April 15, 2007
For homeless, cellphone can be a 'lifeline'
Palm Beach Post
By Sonja Isger
Earl doesn't have a job. Doesn't have a home. But he does have a cellphone.
He figures he couldn't live without it.
"I've used it to make doctor's appointments, call about jobs - I'll be using it for the next two days to get my taxes done," said Earl, 56, a former used-car salesman now reduced to eating free lunches at St. Gregory's Episcopal Church in Riviera Beach.
At least six other homeless diners in the hall this day are packing cellphones as well - one is plugged into an outlet on the far wall. At Westgate Tabernacle in suburban West Palm Beach, the Rev. Alan Clapsaddle counted eight cellphone owners among the church's 141 homeless guests.
For those who can scrape together enough cash, a cellphone ranks right under food and temporary shelter as a priority.
"While it may seem like a luxury to some, for the homeless it can be a lifeline," Clapsaddle said.
Why?
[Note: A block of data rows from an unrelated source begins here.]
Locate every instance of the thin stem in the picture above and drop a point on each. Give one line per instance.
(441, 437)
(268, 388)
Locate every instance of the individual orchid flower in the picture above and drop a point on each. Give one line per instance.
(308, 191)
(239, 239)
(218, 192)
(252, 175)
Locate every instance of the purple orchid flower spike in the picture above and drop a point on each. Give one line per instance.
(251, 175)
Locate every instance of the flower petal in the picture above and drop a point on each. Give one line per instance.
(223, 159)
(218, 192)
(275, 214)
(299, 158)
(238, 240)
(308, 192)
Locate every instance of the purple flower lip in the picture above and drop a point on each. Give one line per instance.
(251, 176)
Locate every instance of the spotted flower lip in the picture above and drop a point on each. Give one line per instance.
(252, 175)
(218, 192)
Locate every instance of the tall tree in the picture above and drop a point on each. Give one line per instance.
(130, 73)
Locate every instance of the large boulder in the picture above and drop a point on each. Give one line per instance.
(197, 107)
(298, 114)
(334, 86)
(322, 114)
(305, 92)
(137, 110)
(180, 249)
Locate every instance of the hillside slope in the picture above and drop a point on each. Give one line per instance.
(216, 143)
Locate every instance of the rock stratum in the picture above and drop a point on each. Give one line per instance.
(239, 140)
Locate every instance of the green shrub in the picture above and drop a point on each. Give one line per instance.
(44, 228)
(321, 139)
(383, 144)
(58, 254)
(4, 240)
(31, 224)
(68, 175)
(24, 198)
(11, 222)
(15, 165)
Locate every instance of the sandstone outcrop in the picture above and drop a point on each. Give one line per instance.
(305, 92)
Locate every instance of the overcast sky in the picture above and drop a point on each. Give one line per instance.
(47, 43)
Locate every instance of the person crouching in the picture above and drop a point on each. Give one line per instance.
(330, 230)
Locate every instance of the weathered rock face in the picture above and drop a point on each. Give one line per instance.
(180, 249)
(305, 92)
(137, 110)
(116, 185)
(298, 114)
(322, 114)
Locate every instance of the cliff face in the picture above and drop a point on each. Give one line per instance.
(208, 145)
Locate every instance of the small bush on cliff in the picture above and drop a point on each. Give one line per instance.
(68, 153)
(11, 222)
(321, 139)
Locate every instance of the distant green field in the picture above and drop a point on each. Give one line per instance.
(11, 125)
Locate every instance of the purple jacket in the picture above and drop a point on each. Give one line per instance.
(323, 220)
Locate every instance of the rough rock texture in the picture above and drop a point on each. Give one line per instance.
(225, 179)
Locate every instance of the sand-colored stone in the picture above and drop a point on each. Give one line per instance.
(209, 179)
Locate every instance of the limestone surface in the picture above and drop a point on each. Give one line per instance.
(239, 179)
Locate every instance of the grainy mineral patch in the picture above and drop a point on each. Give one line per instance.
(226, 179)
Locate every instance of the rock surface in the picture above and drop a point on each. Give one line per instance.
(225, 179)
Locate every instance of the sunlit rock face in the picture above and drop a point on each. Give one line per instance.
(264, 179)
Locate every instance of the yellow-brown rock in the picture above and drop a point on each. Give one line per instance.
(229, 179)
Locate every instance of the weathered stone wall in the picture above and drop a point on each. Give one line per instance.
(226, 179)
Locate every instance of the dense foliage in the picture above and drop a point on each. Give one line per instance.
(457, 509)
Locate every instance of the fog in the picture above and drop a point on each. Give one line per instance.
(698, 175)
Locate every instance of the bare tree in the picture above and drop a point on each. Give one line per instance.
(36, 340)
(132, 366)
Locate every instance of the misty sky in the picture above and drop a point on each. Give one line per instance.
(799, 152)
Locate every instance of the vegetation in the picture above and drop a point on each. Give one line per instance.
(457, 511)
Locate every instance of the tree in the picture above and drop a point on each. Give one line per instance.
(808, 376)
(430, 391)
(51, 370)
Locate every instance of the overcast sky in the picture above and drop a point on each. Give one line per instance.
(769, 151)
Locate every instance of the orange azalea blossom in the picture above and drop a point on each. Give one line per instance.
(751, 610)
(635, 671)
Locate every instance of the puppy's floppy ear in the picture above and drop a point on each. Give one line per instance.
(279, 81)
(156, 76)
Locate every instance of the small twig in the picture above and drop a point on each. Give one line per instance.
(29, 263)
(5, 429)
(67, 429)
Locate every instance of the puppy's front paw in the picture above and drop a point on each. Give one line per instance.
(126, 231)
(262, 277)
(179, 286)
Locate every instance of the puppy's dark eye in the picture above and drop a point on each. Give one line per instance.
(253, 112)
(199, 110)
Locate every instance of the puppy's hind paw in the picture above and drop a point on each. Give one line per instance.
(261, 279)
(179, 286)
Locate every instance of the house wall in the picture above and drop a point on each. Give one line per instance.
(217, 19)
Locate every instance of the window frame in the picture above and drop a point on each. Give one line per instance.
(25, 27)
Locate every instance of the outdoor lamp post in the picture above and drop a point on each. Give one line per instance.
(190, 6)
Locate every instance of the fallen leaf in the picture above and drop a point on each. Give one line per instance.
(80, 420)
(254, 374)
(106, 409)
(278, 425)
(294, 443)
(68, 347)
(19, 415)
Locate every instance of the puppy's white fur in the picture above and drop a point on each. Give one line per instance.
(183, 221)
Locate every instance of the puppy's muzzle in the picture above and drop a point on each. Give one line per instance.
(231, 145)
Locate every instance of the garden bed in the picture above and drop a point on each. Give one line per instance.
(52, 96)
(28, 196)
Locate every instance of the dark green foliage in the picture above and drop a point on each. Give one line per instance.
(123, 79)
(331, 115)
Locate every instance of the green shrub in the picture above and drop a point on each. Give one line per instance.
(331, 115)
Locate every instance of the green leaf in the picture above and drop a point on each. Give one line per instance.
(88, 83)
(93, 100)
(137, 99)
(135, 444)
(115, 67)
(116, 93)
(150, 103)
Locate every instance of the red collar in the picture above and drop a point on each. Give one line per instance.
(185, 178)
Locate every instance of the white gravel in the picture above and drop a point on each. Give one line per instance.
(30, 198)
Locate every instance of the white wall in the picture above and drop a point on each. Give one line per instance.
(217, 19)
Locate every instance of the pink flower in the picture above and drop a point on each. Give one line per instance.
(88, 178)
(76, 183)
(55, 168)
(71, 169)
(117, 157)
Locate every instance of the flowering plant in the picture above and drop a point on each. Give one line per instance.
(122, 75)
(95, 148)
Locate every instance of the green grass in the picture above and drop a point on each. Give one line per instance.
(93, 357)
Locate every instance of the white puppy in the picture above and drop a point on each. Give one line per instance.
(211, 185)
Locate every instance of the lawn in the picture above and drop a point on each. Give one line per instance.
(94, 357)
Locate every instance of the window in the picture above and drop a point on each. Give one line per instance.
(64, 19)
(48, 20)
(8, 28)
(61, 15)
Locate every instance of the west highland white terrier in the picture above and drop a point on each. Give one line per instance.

Well, jobs for one.
Twenty-eight-year-old Linn Franklin uses his Nokia to call on the Sunday help-wanted ads and leaves his number with employers who might call back later with work.
He said he also uses it to check on the status of his food stamps.
Want to find out where to get free food in Palm Beach County, who serves a lunch, who gives out clothes? Dial 2-1-1. Need help getting off the street? Unless you run into someone from the county's Homeless Outreach Team when they're in the field, the only way to hook up is to make an appointment by phone.
"A day's work in the labor pool will pay your phone bill for a month," said Franklin, who dines at one church and sleeps in another. He said he has MetroPCS's base service, about $35 a month.
People who work with the homeless say many more buy phones with prepaid minutes, as cheap as $20 at Wal-Mart. When the minutes run out, the card can be replaced, no need for a billing address.
The prepaid minutes also keep the cash-strapped from running up bills they later can't pay, said Michael Stoops, executive director of the National Coalition for the Homeless.
Though no one is keeping count of how many homeless own cellphones, Stoops agrees that's it's becoming more common as the price goes down and the old pay-phone standbys disappear.
"New technology of all sorts - the Internet, e-mail at the public libraries, cellphones - has been a blessing for homeless people," Stoops said. "It's become a way of life, a priority for them to connect with life."
As proof of the demand for such a connection, Stoops points to a nonprofit in Seattle called Community Voice Mail that was born out of social workers' frustrations at not being able to reach their clients.
The group helps communities create voice-mail systems for the homeless. It began more than a decade ago and now provides 41,000 people in 37 cities, including Orlando and Clearwater, with a voice-mail box and a dedicated number for each where potential employers and relatives can leave messages.
Still, they must dial in to get those messages, said Steve Albertson, director of new initiatives for Community Voice Mail, whose research indicates about 20 percent of clients use cellphones.
"Some are still very costly," Albertson said, noting that the organization's average client earns only about $400 a month, while service can cost upward of $20 or $30.
That someone with little or no income is willing to dole out a not-so-small sum to pay to talk to people does not surprise Seth Heine, founder of the nonprofit CollectiveGood, which recycles used and discarded cellphones.
He created CollectiveGood after a business trip to Brazil and Panama in 1999. While the family incomes in those countries averaged less than $4,000 a year, people were lining up to buy cellphones that started at $250. Both countries lacked a decent system of land lines, and the residents were looking for any means to stay in touch, he recalled. CollectiveGood now sells recycled phones in those countries for $25 or so.
"The homeless person's paradigms are not much different," Heine said. "And it's becoming increasingly difficult for a homeless person to find a phone."